Chapter Eight: The Chase

It seems, after even the slightest happiness I receive, I never get to enjoy it for very long. Evil sweeps down like an ugly bird, snatching away any chances I have at peace. It's an endless, repeating cycle, unforgiving and terrifying.

It would be an understatement to say that the wedding ended in chaos. After the shots finally ceased, there was a moment of silence where I could only hear my heart, and Peeta's beating furiously and uneven on top of mine. Faint screams started to echo through the air, but they seemed distant.

And then people were touching us, pulling us apart. I grappled to reach Peeta, but the arms were too strong. That was the only part that was as hazy as the beginning of the chaos. I remember struggling, and then a calm voice speaking in my ear: "It's going to be okay Katniss. We're trying to help you."

Madge. Now, I realize that she was indeed trying to help me, as well as Gale, who swept me up in his arms and carried me through the halls of the peacekeeper building. I think I might have blacked out a couple times before Gale had set me down in a soft chair in what must have been the head Peacekeeper's office. Sometime later Haymitch arrived, who quickly delved into what had happened. I listened with rapt attention.

Haymitch explained that the attackers were anti-rebel citizens, who were against the revolution the Mockingjay had created. They thought that if they killed the source of the revolution – meaning Peeta and I – they could start another war, and take over the Capitol again. It would mean that the Districts would become slaves again; and the Hunger Games would start again.
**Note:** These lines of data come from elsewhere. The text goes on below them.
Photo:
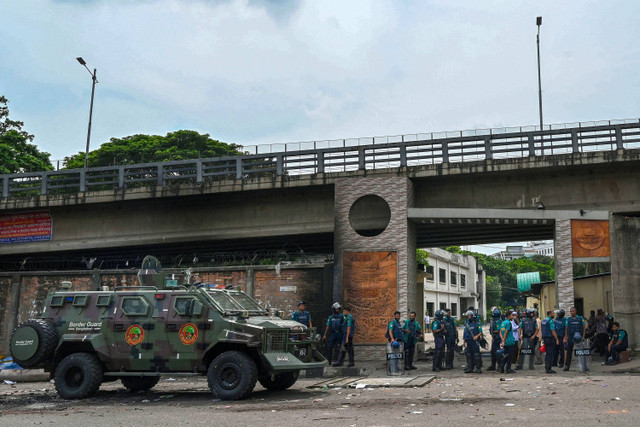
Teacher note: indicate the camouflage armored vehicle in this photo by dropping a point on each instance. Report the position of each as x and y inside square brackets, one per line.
[136, 334]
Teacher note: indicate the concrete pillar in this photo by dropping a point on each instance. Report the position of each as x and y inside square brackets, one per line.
[625, 275]
[399, 236]
[564, 264]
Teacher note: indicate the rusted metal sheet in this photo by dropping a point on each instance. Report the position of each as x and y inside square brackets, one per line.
[370, 284]
[590, 238]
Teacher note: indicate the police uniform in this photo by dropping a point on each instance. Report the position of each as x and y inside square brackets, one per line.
[494, 330]
[334, 322]
[575, 325]
[471, 329]
[547, 327]
[347, 347]
[303, 317]
[528, 328]
[450, 340]
[619, 335]
[509, 345]
[439, 343]
[410, 340]
[558, 355]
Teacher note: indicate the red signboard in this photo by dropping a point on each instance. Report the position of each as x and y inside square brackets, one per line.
[25, 227]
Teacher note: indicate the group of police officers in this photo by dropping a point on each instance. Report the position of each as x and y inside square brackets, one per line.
[512, 339]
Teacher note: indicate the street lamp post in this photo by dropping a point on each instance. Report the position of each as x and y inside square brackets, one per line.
[539, 23]
[93, 90]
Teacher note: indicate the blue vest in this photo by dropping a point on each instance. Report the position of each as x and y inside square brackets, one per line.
[574, 325]
[335, 322]
[560, 324]
[546, 327]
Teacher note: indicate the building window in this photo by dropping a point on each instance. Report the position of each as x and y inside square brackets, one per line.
[429, 273]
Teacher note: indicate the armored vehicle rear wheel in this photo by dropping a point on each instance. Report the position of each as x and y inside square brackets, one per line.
[232, 375]
[280, 381]
[33, 343]
[78, 375]
[135, 384]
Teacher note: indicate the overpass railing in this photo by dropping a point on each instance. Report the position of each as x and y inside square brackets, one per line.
[350, 155]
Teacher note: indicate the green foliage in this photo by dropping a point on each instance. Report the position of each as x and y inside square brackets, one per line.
[17, 154]
[422, 256]
[179, 145]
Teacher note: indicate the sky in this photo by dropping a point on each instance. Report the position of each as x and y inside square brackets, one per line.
[260, 72]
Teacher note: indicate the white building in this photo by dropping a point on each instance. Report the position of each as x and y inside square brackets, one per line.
[453, 281]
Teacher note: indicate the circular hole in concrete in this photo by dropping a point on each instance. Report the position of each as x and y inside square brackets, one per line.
[369, 215]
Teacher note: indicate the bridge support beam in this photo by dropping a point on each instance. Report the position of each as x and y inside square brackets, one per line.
[564, 265]
[375, 274]
[625, 275]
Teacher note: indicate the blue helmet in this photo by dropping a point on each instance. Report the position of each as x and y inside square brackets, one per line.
[577, 337]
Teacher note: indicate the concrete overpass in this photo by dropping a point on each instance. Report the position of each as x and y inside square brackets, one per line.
[382, 196]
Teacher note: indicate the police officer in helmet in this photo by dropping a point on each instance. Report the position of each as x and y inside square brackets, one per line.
[575, 330]
[494, 330]
[438, 330]
[451, 338]
[560, 324]
[472, 333]
[550, 339]
[334, 329]
[528, 329]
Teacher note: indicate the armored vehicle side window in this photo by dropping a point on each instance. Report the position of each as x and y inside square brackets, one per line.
[187, 306]
[134, 306]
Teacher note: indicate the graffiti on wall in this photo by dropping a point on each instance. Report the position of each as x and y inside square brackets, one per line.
[370, 286]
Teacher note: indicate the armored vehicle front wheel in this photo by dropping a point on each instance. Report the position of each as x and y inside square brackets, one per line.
[279, 381]
[232, 375]
[136, 384]
[78, 375]
[33, 342]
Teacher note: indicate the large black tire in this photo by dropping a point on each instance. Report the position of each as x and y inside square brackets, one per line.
[78, 375]
[33, 343]
[232, 375]
[279, 382]
[136, 384]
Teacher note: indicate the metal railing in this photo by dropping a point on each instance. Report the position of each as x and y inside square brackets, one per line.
[378, 153]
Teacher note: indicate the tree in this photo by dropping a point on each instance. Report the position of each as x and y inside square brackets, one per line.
[179, 145]
[17, 154]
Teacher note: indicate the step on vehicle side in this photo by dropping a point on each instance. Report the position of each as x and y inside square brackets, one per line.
[136, 334]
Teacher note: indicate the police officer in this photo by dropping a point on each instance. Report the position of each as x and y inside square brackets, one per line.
[508, 342]
[575, 325]
[451, 338]
[560, 324]
[472, 332]
[334, 326]
[348, 328]
[494, 330]
[550, 339]
[302, 316]
[438, 330]
[619, 342]
[412, 333]
[528, 329]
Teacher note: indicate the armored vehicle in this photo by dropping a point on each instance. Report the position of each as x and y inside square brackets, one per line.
[136, 334]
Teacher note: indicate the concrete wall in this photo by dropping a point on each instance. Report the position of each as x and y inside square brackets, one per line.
[26, 300]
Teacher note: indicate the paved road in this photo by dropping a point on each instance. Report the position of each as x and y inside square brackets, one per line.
[451, 399]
The verdict: we are being hunted.

Thankfully, they hadn't succeeded. Yet. I would live. The bullet had just grazed my arm, thankfully not cutting through any major arteries in the process. Peeta, thankfully, escaped unscathed.

My mother stiches up the wound in our kitchen while Gale explains the rest. I couldn't really remember the trip back to Victor`s Village, but everything that had been told to me had been remembered.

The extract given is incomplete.